I may have written about this before, but there was a time when there weren’t brands. Well, OK, brands have been around for a while–much longer than me–but there was a time when I was growing up when what something was was more important than what name was on it.
I was reminded of this recently when my boss (who is about the same age as me) received a scan of an old black and white photo from a friend and sent it around the office for amusement. It showed a bunch of 18-year-olds sitting around near a monument, all dressed in windbreakers.
See, that’s the trick. They were dressed in windbreakers. Not Columbia, North Face, or any other brand. Windbreakers.
If you’re my age (or about my age) you’ll remember these. Flannel-lined nylon shells with two slash pockets on the outside, done up with snaps that were usually painted to match the nylon color, which was usually dark blue, but sometimes black or green. They must have been manufactured or or imported by the millions, because every teenage male I knew in high school (it seemed) owned one.
They probably had some maker’s label inside, but none of us paid any attention to those. We wore those with shirts, jeans, boots the brand of which largely didn’t matter. I have a vague notion of brand consciousness emerging around that time with Levi’s “501″ campaign, but other than that, the only thing I really remember being branded was “pocket” calculators, and that was because we all knew that TI SR-10s were the best. :-)
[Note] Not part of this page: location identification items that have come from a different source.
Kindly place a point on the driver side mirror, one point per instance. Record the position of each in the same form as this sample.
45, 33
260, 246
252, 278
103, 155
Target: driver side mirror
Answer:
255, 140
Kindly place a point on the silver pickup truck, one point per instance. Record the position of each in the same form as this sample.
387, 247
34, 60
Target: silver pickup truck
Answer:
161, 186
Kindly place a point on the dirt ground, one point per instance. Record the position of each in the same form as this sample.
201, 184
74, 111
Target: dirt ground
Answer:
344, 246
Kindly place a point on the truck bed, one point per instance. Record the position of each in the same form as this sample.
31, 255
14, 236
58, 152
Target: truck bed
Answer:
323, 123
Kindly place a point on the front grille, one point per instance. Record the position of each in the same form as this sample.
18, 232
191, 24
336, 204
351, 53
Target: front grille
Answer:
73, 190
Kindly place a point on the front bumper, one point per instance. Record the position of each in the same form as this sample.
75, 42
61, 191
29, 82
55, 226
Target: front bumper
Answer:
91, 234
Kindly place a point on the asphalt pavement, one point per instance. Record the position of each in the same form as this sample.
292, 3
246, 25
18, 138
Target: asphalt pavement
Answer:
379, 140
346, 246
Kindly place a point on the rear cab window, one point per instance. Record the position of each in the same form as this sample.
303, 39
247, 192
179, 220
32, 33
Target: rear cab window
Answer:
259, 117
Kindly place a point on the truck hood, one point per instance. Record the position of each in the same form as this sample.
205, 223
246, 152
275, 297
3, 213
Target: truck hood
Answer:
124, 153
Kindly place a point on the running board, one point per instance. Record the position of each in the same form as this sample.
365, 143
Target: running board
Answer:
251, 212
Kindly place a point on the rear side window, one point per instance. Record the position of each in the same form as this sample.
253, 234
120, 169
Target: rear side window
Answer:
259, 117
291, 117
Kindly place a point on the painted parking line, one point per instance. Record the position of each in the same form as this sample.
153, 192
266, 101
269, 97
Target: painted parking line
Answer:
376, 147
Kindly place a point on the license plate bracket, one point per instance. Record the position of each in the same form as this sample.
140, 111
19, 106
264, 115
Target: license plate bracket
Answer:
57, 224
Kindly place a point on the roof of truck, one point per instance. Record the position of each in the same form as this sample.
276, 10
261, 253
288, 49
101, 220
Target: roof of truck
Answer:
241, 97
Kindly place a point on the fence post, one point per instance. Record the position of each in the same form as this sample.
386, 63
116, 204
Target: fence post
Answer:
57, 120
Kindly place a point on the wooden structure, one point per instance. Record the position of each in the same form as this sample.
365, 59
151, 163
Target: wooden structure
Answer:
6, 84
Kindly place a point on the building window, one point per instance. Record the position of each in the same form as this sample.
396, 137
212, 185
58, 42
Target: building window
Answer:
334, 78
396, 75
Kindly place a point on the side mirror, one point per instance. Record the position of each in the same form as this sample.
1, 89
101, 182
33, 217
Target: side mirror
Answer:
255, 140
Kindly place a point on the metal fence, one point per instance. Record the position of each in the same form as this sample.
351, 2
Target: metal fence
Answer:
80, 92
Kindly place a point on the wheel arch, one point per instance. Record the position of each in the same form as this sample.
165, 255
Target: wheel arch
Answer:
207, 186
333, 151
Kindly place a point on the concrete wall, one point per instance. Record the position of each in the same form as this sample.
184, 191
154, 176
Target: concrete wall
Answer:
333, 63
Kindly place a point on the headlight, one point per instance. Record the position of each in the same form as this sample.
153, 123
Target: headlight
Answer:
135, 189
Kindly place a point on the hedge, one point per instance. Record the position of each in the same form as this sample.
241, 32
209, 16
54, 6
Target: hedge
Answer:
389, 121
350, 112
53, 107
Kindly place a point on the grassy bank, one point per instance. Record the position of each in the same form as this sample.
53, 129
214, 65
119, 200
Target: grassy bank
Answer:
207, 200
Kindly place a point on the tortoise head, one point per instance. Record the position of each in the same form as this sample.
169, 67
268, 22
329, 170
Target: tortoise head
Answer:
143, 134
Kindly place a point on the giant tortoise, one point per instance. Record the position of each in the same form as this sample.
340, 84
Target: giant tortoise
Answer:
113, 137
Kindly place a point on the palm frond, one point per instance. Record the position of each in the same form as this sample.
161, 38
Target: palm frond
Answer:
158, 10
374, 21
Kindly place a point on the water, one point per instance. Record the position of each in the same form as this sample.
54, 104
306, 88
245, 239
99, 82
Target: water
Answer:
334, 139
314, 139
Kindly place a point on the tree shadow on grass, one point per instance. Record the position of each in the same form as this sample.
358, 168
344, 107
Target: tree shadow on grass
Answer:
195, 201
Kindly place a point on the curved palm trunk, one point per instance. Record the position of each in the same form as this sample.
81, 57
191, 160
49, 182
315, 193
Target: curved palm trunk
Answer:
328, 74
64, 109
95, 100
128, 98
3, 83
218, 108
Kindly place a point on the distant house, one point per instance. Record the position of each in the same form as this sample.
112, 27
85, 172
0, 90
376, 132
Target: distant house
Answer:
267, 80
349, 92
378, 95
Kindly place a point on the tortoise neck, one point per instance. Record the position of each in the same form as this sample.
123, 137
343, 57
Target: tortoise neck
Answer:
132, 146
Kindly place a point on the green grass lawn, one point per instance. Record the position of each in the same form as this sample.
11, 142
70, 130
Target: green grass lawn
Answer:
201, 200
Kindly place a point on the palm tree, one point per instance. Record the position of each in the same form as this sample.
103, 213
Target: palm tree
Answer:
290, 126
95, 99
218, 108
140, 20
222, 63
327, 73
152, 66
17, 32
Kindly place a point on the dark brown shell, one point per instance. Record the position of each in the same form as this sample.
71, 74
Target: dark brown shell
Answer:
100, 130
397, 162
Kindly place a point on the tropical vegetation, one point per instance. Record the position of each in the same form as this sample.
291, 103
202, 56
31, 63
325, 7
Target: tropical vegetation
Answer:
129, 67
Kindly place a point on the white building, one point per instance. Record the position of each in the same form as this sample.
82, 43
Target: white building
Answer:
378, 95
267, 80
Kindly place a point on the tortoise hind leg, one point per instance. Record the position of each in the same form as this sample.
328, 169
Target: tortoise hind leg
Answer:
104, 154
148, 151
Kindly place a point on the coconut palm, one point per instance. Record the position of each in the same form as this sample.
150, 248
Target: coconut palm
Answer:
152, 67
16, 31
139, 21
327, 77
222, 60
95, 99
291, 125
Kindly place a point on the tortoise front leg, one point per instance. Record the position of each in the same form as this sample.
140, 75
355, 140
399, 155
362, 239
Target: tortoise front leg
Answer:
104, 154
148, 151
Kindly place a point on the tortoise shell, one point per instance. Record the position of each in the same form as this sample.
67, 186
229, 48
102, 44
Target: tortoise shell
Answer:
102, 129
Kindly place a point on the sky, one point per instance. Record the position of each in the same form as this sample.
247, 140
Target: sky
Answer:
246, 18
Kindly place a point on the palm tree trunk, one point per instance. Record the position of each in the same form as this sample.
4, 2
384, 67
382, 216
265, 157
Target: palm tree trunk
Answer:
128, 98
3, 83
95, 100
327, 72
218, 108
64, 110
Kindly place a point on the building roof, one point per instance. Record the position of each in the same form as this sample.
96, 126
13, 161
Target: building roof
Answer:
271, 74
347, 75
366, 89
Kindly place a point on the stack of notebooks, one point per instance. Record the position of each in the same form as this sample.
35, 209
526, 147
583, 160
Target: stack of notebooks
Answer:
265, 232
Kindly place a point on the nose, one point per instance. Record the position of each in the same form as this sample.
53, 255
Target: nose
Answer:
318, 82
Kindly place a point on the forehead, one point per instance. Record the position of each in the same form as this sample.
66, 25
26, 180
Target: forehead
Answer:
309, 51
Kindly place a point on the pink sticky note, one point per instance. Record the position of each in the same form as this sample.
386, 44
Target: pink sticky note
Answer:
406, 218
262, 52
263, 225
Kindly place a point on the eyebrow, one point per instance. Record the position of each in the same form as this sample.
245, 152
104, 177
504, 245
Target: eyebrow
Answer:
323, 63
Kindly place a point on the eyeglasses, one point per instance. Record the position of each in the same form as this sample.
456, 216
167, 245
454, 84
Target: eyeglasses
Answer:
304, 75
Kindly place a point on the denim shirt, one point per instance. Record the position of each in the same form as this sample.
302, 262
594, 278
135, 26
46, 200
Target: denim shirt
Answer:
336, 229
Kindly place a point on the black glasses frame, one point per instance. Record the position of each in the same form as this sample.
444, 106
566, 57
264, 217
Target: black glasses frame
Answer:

Branding is pervasive. I noticed when my kids started to attend high school that it had become fashionable not to remove the cloth band from a suit’s sleeve–the band that had the maker’s name and logo attached to it. To me, having that band looked gauche. To them, it was an announcement about the suit. Hmmm.
A few years ago, I took my daughter to visit a Midwestern college she was thinking of attending. After lunch, we wandered around the student center (why do no colleges have student unions any more?) and looked at the poster vendors, books, t-shirt sellers, etc. My daughter found a shirt she wanted, so I pulled out my purple wallet and immediately the vendor (a student herself) started to “ooh” and “ahh” at my North Face wallet.
At this point, I can only think of this image:
What is it about brands? What does it matter?
I’ve written before about the importance of brand and identity. And I’m subject to it as well. But that doesn’t mean I can’t become a little brand-agnostic. Or nostalgic for a time when brands were considerably less important.
OK, brain fart. I was about to write about how cool it is to shop at Goodwill and how that frees me from brand consciousness. After all, I’m wearing stuff from Goodwill right now. Then I realized something. I’m not just wearing stuff from Goodwill. I’m wearing a Brooks Brothers shirt that I bought at Goodwill. When I pick out clothing like shirts, pants, ties at a thrift store, I’m still very conscious of branding. It’s not “look at this cool thing I got for $5!” It’s “look at this cool brandname thing I got for $5!”t
Ugh. What to do?
What to do is this. Remember the True Purpose of Branding. That True Purpose is just to distinguish what you’re selling from what someone else is selling. But distinction is not necessarily about being better. Sometimes, it’s just about being different. And that’s fine.
But look at things for what they are, their functionality. Prestige is for suckers.
Now hand me my windbreaker. I’ve got to go outside.